The six-week package is focused on honing the British and Jordanian troops’ fire and movement, utilising specially constructed desert and urban facilities. It culminates with both units’ participation in Ex EAGER LION, testing their capacity to jointly react to – and defeat – a notional incursion into Jordanian territory by hostile forces.
As well as enhancing military interoperability, there’s also a strong emphasis on building informal bonds between the exercising troops and exposing them to one another’s culture, with British and Jordanian soldiers living together on camp and exchanging survival techniques on excursions into the desert.
The QRF is one of Jordan’s newest and most formidable military formations and, like 16 Air Assault Brigade, is capable of deploying at short notice to confront the most serious threats facing the country and the wider Middle East region.
According to Major Rick Lewin, Officer Commanding C Coy, 3 PARA, it’s this unity of purpose that makes this such a beneficial partnership.
He said: “The Jordanian Quick Reaction Force (QRF) and 16 Air Assault Brigade as a whole are similar organisations and it makes sense for us to partner with them. But for me the most valuable training that my young soldiers are getting is the interoperability with the Jordanian Army.”

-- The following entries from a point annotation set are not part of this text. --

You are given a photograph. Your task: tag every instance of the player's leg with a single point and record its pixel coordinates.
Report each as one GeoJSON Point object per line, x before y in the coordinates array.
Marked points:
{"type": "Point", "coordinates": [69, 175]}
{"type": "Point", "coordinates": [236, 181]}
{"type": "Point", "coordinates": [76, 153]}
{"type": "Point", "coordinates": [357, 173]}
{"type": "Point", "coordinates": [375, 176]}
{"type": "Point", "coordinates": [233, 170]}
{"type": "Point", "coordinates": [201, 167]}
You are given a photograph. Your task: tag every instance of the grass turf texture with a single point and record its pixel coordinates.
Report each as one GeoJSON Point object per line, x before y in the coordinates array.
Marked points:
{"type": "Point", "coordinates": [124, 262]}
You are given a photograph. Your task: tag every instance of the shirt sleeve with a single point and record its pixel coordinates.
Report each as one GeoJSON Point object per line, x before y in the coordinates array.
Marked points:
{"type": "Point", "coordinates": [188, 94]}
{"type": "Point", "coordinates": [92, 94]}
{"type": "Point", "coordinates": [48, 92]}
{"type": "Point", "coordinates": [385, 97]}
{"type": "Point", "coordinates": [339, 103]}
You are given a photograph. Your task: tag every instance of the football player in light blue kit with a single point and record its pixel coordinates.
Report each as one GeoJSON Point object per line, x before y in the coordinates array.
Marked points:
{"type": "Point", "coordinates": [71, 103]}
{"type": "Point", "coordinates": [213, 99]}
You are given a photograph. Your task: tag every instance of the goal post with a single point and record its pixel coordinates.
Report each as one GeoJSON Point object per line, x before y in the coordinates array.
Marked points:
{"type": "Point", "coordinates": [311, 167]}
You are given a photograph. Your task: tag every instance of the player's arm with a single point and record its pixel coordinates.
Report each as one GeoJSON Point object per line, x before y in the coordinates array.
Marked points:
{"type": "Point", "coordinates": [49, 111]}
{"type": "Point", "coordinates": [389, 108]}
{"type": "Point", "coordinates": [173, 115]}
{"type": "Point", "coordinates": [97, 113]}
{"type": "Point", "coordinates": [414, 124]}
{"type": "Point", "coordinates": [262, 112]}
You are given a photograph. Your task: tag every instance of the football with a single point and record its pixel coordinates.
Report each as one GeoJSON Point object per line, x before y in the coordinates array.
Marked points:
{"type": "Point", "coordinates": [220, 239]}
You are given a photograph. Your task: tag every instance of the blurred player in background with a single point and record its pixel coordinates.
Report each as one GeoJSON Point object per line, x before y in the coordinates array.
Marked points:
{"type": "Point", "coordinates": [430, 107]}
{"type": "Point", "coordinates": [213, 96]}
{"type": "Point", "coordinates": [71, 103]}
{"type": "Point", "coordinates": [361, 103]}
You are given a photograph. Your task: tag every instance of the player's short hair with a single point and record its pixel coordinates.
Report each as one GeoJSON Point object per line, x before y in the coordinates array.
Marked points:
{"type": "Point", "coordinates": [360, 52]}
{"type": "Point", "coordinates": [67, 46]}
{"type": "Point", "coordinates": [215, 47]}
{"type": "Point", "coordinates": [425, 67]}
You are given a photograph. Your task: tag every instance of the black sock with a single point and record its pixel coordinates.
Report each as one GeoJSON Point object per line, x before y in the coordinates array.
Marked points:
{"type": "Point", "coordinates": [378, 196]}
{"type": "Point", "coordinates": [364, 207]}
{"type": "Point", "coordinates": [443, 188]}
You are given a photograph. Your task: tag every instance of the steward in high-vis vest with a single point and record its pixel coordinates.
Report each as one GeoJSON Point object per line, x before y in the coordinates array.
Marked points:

“What we’re trying to do is demonstrate the way we operate and give the Jordanians an opportunity to decide if they like that. Simultaneously, our soldiers are doing precisely the same thing, they’re watching the Jordanians whose shooting on the range is incredibly accurate, and also they were moving through the cover incredibly efficiently and quickly, so this is very much going both ways all the way through.”
Enthusiasm for this burgeoning partnership is shared across all ranks. Private Jamie Simpson, from Milton Keynes in Buckinghamshire, said: “It’s been very good. They’re very willing to learn, we’ve been learning each other’s patrol formations and section attacks. Obviously the language is a bit of a barrier, but they’re willing to learn and they’re teaching us certain words and phrases.”
“They have a lot of experience as well, they’ve got guys who have been in for fifteen or twenty years, and they’ve been passing on information to me as a young Tom and we’re passing them information that perhaps they didn’t know.”
“They’re lovely people, very easy to get along with and I’d definitely be happy to go on operations with them, one hundred percent.”